O mercado imobiliário brasileiro ainda carrega um vício antigo: tratar informação como poder privado. Durante décadas, saber o preço real de transação, entender a dinâmica de um bairro ou comparar oferta e demanda com alguma precisão foi privilégio de poucos. Esse modelo envelheceu mal. Num setor que segue aquecido, a opacidade deixou de ser vantagem competitiva e passou a ser custo operacional. No primeiro trimestre de 2025, as vendas de imóveis cresceram 15,7% sobre o mesmo período do ano anterior, enquanto a oferta final caiu 4,6%. Em mercado mais pressionado, errar preço, timing e perfil de demanda custa mais caro.
A tese é simples: a próxima fronteira de profissionalização do imobiliário não é mais automação por si só. É transparência útil. Não basta digitalizar formulário, contrato e atendimento. O que muda o jogo é colocar inteligência de mercado na mesa de quem decide. Sem isso, o setor continua moderno na interface e analógico no raciocínio.
Há um ponto que parte do mercado ainda resiste em admitir: abrir dados não enfraquece a intermediação. Faz o oposto. Quando preços, localização, características do imóvel e tendências de busca ficam mais claros, o corretor deixa de ser guardião de informação escassa e volta a ocupar o lugar que realmente importa, o de intérprete qualificado do contexto. Essa mudança melhora a conversa com proprietário, reduz fantasia na precificação e encurta negociações que antes morriam por desalinhamento de expectativa.
É aí que muita proptech errou nos últimos anos. Vendeu a fantasia da desintermediação total, como se comprar, vender ou alugar imóvel fosse equivalente a pedir um carro por aplicativo. Não é. Pesquisa nacional feita em 2024 mostrou que apenas 11% dos brasileiros comprariam ou alugariam um imóvel em um processo 100% online. O dado mais importante não é o apego ao presencial. É o que ele revela: no imobiliário, confiança continua sendo construída com mediação humana, sobretudo quando a decisão fica mais cara, mais emocional e mais irreversível.
Por isso, transparência não substitui a imobiliária.

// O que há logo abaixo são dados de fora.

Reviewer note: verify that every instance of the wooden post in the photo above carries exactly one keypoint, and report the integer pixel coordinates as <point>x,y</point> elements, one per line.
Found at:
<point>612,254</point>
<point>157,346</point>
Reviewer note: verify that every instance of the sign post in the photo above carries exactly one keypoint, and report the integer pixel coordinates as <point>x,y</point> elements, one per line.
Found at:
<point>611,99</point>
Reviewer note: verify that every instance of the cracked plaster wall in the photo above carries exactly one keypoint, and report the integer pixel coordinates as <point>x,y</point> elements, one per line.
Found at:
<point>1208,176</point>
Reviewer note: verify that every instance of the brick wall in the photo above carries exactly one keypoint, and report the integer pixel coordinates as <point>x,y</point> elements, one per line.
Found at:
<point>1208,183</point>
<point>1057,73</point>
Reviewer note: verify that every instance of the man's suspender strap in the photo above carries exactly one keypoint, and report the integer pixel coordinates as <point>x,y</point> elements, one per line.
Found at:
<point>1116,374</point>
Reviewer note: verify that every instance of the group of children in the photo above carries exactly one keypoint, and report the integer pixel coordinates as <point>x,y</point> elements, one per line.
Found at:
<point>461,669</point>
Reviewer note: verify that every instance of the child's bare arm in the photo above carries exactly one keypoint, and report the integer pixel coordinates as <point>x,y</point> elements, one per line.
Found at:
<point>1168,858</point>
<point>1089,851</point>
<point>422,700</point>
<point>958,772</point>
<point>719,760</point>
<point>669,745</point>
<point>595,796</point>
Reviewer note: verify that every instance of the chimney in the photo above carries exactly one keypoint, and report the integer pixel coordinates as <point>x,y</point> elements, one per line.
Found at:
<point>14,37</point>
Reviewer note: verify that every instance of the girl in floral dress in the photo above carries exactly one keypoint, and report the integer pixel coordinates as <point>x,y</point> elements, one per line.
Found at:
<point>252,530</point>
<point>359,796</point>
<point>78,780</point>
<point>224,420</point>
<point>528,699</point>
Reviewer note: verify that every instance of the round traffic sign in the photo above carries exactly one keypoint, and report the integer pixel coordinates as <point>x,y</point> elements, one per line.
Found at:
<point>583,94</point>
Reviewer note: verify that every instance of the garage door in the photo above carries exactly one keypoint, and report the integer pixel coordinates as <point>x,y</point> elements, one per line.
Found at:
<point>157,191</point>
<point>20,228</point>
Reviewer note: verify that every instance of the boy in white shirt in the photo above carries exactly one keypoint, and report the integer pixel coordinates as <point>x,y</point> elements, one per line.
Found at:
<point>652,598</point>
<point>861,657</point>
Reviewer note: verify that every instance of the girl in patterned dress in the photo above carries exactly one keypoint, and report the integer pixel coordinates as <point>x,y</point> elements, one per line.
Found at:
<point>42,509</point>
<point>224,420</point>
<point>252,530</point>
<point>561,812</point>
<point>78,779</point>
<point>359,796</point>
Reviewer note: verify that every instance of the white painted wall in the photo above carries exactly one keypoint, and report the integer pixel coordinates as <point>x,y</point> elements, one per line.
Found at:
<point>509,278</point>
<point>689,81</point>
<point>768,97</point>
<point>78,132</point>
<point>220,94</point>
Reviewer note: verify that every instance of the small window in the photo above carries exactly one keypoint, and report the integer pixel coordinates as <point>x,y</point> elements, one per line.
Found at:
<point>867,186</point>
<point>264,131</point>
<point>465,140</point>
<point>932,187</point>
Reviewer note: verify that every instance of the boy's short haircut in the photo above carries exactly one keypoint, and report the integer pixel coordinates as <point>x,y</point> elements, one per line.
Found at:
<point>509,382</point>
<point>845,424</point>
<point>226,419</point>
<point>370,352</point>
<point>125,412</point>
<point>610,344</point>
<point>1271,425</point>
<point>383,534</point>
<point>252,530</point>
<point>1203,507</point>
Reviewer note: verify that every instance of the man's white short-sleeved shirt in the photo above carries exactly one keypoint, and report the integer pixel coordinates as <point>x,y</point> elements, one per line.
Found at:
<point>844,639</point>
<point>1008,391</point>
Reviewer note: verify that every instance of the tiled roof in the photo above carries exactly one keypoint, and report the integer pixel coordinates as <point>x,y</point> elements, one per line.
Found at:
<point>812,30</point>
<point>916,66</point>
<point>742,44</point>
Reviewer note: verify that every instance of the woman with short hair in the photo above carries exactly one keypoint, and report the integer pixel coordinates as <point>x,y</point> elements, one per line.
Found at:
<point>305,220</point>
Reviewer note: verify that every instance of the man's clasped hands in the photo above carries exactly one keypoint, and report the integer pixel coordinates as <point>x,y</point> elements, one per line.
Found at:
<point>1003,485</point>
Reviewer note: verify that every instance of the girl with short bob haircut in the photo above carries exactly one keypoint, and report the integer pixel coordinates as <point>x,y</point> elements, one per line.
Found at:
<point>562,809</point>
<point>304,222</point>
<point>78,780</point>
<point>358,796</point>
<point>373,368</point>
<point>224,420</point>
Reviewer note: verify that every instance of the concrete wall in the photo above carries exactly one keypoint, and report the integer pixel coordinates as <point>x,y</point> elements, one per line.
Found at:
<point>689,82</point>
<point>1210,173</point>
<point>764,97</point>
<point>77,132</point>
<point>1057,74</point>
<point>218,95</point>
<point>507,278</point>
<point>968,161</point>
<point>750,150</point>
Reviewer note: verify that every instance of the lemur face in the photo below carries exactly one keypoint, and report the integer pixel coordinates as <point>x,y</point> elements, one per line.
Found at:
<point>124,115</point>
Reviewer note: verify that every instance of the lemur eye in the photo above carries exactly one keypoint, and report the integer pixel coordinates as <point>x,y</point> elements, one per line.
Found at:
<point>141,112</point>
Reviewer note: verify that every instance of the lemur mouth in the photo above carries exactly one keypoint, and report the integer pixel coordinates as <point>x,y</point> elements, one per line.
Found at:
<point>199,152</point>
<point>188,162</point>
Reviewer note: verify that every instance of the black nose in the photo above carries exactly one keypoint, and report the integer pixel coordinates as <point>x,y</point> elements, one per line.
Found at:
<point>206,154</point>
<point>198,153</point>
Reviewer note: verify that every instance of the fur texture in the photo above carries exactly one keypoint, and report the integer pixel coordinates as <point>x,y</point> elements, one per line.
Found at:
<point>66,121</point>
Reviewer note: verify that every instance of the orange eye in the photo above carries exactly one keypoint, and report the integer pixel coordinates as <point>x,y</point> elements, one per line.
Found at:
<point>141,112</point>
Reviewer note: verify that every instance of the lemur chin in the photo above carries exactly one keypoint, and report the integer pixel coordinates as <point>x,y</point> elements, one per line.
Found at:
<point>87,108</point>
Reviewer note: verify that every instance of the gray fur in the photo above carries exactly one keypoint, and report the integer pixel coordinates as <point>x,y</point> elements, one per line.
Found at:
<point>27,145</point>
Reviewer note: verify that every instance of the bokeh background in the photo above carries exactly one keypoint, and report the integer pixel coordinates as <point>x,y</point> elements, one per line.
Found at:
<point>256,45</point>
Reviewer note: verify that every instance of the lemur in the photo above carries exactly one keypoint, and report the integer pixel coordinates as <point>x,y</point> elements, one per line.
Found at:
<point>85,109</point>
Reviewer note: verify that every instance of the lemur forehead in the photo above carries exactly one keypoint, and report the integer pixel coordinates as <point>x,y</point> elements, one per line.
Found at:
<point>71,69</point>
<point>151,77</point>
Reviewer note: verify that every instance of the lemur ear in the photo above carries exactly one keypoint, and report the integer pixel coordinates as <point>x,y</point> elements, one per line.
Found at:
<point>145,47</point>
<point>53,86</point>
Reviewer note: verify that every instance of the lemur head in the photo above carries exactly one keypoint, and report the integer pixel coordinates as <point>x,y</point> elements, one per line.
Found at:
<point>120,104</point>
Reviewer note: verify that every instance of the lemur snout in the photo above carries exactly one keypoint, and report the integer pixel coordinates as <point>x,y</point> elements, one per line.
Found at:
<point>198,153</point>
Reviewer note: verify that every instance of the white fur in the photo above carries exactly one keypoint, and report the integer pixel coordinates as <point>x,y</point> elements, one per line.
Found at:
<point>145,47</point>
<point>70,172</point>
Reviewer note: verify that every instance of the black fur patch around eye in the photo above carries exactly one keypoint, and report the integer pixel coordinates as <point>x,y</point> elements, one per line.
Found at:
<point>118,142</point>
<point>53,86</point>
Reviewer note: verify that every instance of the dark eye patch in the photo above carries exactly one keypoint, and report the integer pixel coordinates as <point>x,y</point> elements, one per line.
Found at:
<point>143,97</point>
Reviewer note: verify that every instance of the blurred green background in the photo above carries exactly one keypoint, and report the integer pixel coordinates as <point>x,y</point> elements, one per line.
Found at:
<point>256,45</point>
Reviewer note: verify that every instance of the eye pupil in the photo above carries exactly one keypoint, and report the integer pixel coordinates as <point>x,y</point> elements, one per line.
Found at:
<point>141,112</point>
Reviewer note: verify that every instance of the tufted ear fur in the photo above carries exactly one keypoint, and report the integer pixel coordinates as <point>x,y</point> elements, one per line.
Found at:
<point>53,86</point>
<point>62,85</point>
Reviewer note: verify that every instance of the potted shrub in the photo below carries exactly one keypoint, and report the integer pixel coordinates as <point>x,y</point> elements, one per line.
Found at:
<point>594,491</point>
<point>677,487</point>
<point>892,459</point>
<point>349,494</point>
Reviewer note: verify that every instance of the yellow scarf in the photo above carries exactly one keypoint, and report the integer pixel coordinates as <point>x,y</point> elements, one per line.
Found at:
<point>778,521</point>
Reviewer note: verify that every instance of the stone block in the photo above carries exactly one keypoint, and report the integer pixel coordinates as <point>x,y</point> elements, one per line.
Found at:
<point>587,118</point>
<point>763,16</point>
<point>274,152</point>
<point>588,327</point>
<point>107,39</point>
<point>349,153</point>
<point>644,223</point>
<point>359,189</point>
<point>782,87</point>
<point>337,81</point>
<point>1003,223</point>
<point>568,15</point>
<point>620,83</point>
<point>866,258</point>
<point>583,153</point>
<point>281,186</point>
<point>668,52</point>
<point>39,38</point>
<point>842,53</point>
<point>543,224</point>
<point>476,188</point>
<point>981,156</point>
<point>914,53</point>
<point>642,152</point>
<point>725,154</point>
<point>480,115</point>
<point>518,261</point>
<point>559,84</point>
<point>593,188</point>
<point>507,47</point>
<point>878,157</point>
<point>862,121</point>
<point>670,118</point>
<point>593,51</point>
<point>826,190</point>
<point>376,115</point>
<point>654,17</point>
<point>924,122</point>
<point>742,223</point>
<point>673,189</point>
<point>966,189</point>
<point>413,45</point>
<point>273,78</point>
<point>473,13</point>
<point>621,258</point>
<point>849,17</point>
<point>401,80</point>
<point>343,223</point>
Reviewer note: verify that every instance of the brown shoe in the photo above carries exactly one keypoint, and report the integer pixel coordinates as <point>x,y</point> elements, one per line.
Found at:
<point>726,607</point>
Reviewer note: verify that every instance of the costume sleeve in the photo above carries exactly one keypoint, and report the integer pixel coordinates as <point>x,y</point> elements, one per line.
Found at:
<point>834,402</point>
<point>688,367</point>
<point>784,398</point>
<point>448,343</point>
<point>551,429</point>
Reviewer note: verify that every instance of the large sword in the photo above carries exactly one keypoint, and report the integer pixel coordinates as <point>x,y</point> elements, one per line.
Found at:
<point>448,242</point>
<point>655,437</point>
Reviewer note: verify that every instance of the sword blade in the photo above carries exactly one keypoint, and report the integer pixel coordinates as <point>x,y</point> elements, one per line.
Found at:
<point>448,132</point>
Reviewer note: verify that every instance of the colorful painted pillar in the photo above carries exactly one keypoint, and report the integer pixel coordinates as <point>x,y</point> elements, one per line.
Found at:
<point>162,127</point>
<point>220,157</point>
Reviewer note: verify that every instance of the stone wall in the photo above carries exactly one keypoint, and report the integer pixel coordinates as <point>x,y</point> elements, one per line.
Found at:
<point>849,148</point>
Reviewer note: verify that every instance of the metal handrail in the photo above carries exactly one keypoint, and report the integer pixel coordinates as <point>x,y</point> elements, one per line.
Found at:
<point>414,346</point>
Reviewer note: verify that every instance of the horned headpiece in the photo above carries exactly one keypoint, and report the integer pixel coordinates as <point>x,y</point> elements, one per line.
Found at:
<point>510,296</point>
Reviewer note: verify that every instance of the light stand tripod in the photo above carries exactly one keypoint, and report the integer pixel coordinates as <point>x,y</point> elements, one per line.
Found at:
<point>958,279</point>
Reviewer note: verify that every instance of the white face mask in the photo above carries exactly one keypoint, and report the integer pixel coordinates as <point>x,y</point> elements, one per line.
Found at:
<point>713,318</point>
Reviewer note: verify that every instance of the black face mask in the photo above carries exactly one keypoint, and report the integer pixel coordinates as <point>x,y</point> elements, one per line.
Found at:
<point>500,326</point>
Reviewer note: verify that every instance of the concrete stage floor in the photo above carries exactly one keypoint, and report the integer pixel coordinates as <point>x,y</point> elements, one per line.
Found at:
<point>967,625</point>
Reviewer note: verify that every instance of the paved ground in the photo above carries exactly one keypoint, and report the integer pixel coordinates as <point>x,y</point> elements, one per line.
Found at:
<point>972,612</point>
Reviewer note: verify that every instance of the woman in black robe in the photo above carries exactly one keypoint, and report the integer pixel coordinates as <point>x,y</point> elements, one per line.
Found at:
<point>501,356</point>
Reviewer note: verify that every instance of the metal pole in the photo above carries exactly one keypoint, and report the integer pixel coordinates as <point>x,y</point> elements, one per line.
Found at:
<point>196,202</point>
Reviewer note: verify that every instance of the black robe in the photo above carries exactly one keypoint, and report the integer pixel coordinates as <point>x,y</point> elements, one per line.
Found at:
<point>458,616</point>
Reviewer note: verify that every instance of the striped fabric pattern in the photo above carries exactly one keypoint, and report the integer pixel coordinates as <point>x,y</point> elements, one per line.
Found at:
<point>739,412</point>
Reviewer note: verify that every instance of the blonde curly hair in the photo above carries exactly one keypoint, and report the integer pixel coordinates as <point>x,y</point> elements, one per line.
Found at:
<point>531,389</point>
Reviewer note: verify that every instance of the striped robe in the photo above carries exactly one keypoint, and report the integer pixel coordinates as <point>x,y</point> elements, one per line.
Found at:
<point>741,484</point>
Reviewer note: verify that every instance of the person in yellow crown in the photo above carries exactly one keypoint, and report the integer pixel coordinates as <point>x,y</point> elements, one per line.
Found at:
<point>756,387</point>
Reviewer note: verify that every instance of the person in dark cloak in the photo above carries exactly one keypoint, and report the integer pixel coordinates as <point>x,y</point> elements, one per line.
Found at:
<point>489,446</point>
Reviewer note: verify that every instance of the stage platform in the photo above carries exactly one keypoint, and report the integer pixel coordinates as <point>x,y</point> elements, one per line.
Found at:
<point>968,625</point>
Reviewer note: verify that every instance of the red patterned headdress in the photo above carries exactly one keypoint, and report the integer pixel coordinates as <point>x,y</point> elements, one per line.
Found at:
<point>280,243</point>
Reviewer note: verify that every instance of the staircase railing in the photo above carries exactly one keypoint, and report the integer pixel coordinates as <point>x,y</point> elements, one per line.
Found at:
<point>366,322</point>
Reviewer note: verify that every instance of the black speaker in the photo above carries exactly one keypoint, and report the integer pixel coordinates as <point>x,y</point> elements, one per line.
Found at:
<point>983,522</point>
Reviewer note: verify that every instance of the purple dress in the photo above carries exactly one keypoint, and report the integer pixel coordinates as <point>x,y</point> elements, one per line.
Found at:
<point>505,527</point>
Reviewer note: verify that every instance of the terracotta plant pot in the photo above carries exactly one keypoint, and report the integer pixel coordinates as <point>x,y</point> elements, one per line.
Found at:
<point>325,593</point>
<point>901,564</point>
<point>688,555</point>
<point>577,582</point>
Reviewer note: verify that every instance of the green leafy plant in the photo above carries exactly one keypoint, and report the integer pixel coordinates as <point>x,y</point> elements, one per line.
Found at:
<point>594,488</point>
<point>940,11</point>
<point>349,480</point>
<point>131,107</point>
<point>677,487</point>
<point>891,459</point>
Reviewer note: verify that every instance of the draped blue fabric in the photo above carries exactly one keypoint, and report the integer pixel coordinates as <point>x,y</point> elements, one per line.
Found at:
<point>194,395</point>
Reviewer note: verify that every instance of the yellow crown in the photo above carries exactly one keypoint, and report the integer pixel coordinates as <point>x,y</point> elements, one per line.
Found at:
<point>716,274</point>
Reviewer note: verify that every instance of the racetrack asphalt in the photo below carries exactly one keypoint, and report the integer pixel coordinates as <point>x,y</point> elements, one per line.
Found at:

Ela separa as boas das irrelevantes. Num mercado maduro, sobreviverá melhor quem souber combinar duas competências: método para operar e repertório para orientar. O profissional que ainda depende de assimetria de informação para parecer valioso já está atrasado. O que ganha espaço agora é quem consegue dizer, com base em evidência, por que um imóvel está fora do preço, por que um bairro mudou de patamar, por que uma carteira rende menos do que poderia.
Nesse ponto, a trajetória da Loft merece atenção menos pelo discurso de tecnologia e mais pela escolha cultural que ela sinaliza. Desde 2022, a empresa mantém um núcleo multidisciplinar dedicado a disseminar análises sobre o mercado imobiliário para a sociedade, trabalhando com grandes bases de dados e pesquisas de opinião. No próprio portal editorial, a proposta declarada é publicar conteúdo apurado por jornalistas profissionais. Isso importa porque mostra uma visão menos estreita do papel da informação: dado não como isca comercial, mas como infraestrutura de mercado.
Esse é o ponto de virada. O setor imobiliário brasileiro não precisa de mais promessa de revolução. Precisa de menos obscuridade, menos achismo e menos dependência de relações informais para resolver problemas que já deveriam ser sistêmicos. A empresa que entender isso antes vai parecer mais confiável. A imobiliária que operar assim vai precificar melhor. E o corretor que abraçar esse movimento vai deixar de disputar atenção no grito para disputar relevância no argumento.
No fim, informação pública de qualidade não é detalhe editorial. É a base de um mercado mais profissional. E, no imobiliário de hoje, profissionalismo vale mais do que espetáculo.